This is the time of the year most of us look back and thank God for our blessings. Of course, we should be doing that every day, but when we think of this holiday season our hearts become mellow. Reflecting back on the months, year, years, and we reminisce of all the good things that have come our way. I am no exception, except I do thank God every morning for giving me a new day. A day hemmed in prayer. I need that to get me through my bumbling of the day!
Since I’ve found all this information about my biological father recently my mind has wandered back through my growing up years. My step father was, for all accounts, a father who was absent most of the time. Oh not because he wanted to be, but because he was in the Army. There was the Korean War, his TDY’s, he was out in the field playing war, and several times he was stationed quite a few miles from our home, and only came home on week-ends. The later was to keep my siblings and me in a more stable atmosphere for school and friends.
When he was home I think I may have been his favorite, even though I was a step daughter. Or maybe it was because I was the oldest and when I was learning to drive he would tell Mom he was going to the store to buy a six pack and he was taking me. Yes me. I think Mom knew that as soon as we turned the block Dad stopped the car and I slid over to take the wheel. My only problem was when I took him home I drove into the drive way and ran over her ivy every time!
Pop, as I called him, always had a hug for each one of us kids. His laugh was mischievous and infectious at the same time. He liked to play pranks on Mom and usually had one of us kids in on it.
He was not without his faults as all of us have ours. We are not a perfect person. My parents were divorced after fourteen years. Pop from then on traveled from place to place only to finally stay close to my one brother and me, going back and forth between the two of us.

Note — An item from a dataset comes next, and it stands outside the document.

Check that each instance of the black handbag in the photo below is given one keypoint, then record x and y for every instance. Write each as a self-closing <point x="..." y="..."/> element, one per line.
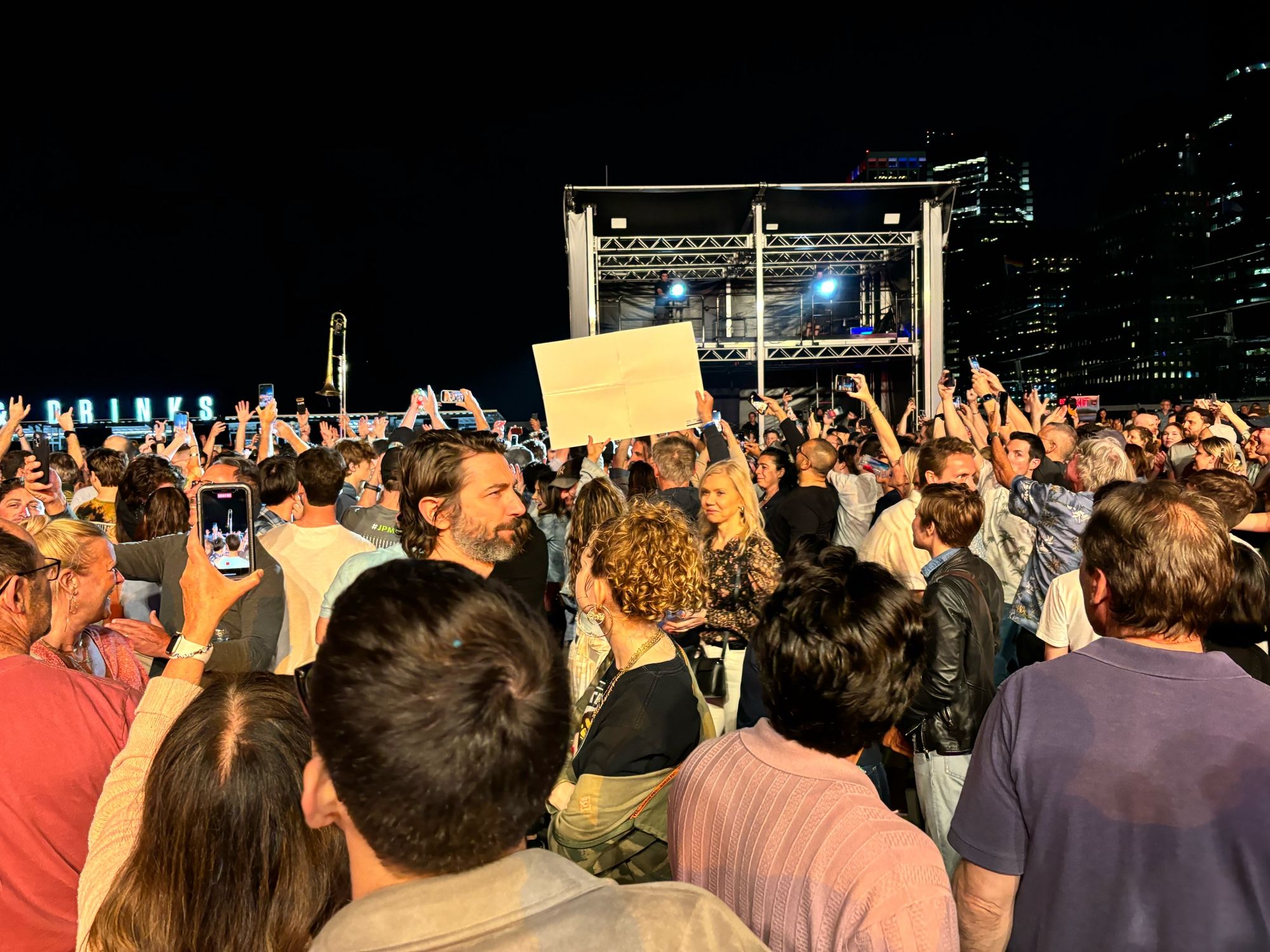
<point x="711" y="672"/>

Then there is my father who is named on my birth certificate. Yes, my mother was married, but had an affair to which I am a product of that affair. I knew from the time I was eight years old I had another father but my mother would never talk about him. It wasn’t until I was fifty years old when I found out about the affair, but my mother had already passed away leaving me with more questions. All those years all she said was he was a good man.
Now my biological father. Since I have done an extensive research on him and his lineage I feel I know this man pretty well. Perhaps more than any of my family members. But now that I know him, on paper anyway and pictures, I can say I have been blessed. Blessed because I had a father who fathered me, a father who gave me his name, and a father who was physically in my life when he was able to be there. AND I had a mother, though not perfect, she gave us all the love and guidance she knew how to give.
Thank you MOM, DAD, and most of all thank you LORD. I AM BLESSED far beyond my wildest dreams.
Merry Christmas to all and have a blessed New Year.